There’s a longstanding challenge in biodiversity research: how can we better understand the interplay between ecological processes — things like birth, death, and migration — and evolutionary processes like speciation, extinction and long-distance dispersal? Researchers know that these two types of processes feedback on one another, but it’s hard to study because ecological processes happen locally and on short timescales while evolution often occurs across landscapes and over long periods of time.
A working group led by SFI Omidyar Fellow Andy Rominger meets November 27-30 to explore ways to tackle this problem. They’re testing a unified approach that combines principles from statistical physics with data from modern ecosystems that have evolved, geographically isolated, in a specific chronology.

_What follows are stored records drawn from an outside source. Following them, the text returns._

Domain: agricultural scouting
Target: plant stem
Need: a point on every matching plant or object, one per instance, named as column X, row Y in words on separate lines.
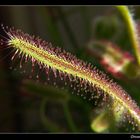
column 131, row 26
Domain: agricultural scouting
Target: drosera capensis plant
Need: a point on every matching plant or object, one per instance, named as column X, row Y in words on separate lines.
column 65, row 65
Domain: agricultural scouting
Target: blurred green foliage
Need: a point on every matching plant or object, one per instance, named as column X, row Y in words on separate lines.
column 34, row 106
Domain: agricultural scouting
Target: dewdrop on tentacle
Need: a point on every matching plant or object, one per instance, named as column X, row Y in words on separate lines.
column 64, row 65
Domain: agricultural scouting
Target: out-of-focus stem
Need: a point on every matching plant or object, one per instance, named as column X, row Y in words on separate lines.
column 131, row 26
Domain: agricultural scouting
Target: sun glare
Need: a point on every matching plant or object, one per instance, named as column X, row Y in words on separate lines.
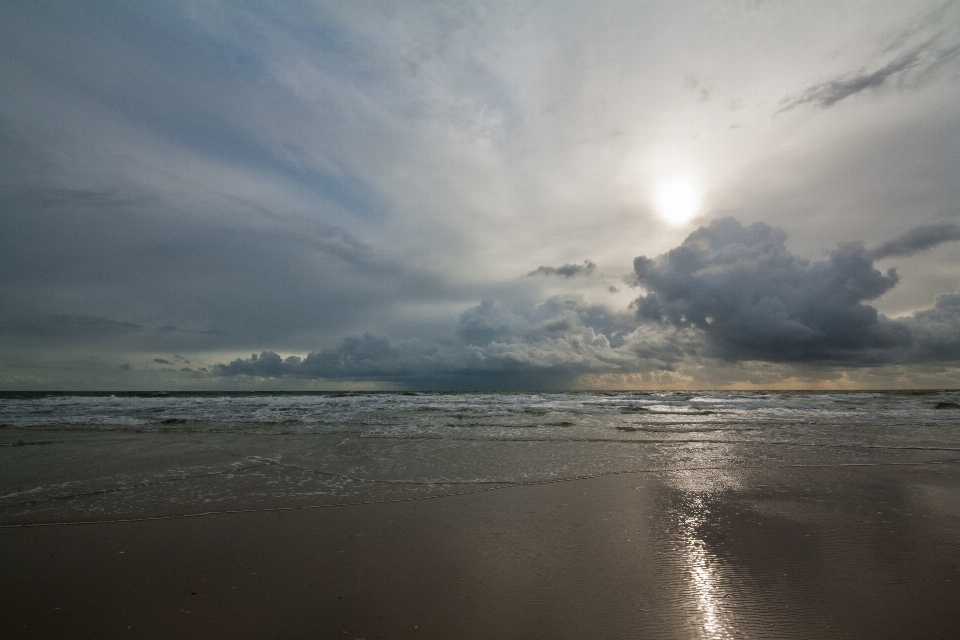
column 677, row 200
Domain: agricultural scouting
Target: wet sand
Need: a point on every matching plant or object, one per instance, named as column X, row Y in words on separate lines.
column 806, row 552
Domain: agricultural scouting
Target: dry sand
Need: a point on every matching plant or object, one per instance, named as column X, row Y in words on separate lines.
column 832, row 552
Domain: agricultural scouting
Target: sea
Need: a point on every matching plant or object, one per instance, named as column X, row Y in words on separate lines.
column 71, row 458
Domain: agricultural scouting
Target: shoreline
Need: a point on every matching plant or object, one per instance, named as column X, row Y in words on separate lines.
column 767, row 552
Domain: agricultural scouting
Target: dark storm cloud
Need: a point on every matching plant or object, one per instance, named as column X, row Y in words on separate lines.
column 546, row 346
column 916, row 240
column 566, row 271
column 754, row 300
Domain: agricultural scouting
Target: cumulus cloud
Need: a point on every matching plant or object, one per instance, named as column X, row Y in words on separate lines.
column 728, row 293
column 754, row 300
column 545, row 346
column 566, row 271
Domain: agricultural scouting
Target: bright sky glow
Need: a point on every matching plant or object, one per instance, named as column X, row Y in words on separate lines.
column 677, row 200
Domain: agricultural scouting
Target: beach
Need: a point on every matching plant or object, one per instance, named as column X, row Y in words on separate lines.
column 832, row 551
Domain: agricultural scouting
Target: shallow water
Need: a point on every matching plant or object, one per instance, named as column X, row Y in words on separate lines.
column 100, row 457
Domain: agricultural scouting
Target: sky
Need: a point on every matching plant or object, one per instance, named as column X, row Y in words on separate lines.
column 480, row 195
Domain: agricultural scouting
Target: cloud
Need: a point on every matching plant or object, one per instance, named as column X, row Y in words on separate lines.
column 549, row 345
column 566, row 271
column 913, row 64
column 916, row 240
column 754, row 300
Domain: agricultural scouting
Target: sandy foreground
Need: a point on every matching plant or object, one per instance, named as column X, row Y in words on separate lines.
column 805, row 552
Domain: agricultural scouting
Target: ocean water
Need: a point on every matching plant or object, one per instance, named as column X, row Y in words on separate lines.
column 72, row 458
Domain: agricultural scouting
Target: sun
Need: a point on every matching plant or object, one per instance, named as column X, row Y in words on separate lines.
column 677, row 200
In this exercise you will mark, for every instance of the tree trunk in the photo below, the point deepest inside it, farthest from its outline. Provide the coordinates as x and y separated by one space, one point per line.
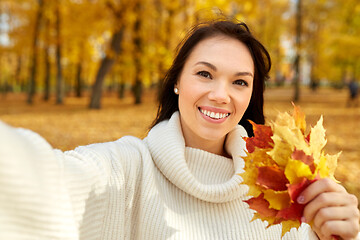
122 90
18 71
298 49
33 68
137 87
105 66
137 90
78 86
47 74
59 79
47 61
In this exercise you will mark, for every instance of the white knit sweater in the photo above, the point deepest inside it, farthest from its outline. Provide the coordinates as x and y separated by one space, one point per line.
154 188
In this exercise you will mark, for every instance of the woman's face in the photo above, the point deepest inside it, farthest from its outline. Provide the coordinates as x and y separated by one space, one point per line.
215 88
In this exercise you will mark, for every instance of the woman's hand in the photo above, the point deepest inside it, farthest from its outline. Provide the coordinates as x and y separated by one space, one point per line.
331 210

Much of our understanding of evolution comes from the fossil record. But regions like the Hawaiian Islands and East Africa’s Great Rift Lakes — two examples of geographically isolated ecosystems that evolved in chronological succession — provide a living window into evolution. “You can almost treat them like a fossil record,” says Rominger.
In Hawaii’s case, as the Pacific Plate glided over volcanic hotspots 65 million years ago, the Hawaiian Islands began to form, one after the next, every million years or so. In that same sequence, they began to support life.
“These types of ecosystems are some of the best opportunities to merge the ecological with the evolutionary,” says Rominger. They could also help us understand how ecosystems move into and then back out of steady states of equilibrium. Steady states occur when rates of input and output — for instance, energy requirements and production or immigration and extinction — balance each other out. “There are ways to guess about past ecosystems and populations of extinct species, but there’s no real way to validate. Using systems along chronosequences is one way we can kind of get at that.”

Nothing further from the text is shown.